This page is to highlight our advocacy for Ending the HIV epidemic while amplifying lived experiences. We honor those who paved the way before us, reminding ourselves of the significance behind our work. Together, we persevere, driven by our commitment to make a difference. Keep on, keeping on!

Ryan White was 13 when he was diagnosed with AIDS after a blood transfusion in December 1984. Living in Kokomo, Indiana, doctors gave him six months to live. 

When Ryan tried to return to school, he faced AIDS-related discrimination in his Indiana community. Along with his mother Jeanne White Ginder, he rallied for his right to attend school. He gained national attention and became the face of public education about the disease.

Surprising his doctors, Ryan lived five years longer than expected. He died in April 1990, one month before his high school graduation. Congress passed the Ryan White Comprehensive AIDS Resources Emergency (CARE) Act in August 1990.

Source: HRSA

The world was first introduced to Hydeia and her story when she appeared on the Oprah Winfrey Show in 1996. She was 12 years old. Hydeia had perinatally acquired HIV that quickly advanced to AIDS. She continued to be one of the brave faces of what people with lived experiences looked like. And until her dying day, she was still using her voice to advocate, teach and raise funding for advancing research. Her life is a testament to finding purpose through the pain.

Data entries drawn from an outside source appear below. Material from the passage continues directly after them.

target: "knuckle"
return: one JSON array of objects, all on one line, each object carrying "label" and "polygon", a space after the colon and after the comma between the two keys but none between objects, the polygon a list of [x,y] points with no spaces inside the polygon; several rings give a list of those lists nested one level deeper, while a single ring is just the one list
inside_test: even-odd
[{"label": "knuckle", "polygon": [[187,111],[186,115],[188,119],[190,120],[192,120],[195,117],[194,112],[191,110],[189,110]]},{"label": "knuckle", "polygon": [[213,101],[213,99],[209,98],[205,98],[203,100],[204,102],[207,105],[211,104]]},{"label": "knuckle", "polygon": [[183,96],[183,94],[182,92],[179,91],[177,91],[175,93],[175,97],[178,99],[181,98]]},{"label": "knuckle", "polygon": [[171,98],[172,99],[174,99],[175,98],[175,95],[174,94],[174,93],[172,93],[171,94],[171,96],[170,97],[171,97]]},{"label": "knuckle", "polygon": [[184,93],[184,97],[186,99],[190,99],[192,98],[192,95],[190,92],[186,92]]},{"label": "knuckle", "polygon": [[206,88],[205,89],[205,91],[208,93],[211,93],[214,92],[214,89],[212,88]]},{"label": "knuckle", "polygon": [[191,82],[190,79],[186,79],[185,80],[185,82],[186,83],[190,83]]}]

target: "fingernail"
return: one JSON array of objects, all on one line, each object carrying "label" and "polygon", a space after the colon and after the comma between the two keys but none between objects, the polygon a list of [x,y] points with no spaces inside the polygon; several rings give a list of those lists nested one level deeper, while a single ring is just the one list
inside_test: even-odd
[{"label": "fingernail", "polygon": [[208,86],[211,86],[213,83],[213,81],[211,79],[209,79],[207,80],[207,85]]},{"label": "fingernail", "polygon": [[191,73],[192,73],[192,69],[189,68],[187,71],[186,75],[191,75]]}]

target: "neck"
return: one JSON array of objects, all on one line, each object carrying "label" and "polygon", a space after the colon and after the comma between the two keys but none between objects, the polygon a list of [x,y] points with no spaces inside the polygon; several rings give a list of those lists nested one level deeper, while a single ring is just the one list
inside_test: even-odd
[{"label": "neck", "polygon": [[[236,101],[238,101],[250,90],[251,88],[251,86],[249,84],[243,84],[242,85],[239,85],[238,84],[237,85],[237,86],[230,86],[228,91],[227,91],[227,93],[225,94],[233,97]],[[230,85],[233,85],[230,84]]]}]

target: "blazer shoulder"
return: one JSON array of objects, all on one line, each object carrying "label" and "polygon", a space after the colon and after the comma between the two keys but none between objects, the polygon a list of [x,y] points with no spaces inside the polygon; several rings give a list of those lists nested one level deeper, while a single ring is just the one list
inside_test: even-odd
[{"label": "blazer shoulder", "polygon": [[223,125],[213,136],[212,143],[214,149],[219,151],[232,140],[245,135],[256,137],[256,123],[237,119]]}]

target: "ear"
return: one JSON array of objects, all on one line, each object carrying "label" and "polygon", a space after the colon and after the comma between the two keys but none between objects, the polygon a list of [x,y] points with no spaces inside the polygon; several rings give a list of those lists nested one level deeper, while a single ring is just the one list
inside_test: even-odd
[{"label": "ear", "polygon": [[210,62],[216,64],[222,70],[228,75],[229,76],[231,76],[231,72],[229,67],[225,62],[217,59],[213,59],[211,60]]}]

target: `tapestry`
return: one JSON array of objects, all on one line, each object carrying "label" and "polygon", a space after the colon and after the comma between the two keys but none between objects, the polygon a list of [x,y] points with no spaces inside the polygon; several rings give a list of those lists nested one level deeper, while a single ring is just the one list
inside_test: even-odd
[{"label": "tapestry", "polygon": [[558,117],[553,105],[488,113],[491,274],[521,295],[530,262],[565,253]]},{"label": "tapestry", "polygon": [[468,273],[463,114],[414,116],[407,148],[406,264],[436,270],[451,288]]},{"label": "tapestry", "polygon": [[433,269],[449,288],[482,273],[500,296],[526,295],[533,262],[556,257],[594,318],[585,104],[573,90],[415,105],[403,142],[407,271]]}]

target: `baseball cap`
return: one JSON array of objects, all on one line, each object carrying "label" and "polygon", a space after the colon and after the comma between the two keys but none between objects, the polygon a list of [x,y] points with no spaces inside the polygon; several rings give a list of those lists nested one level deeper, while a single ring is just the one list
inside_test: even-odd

Shawn Lang was a tenacious advocate for those who were marginalized – from survivors of domestic violence to persons living with HIV/AIDS and opioid addiction, to every letter in the LGBTQA+ community. As a long-time staff member of Advancing CT Together (formerly AIDS Connecticut), she left a tremendous imprint on the HIV/AIDS community, legislators, and colleagues throughout Connecticut and the nation.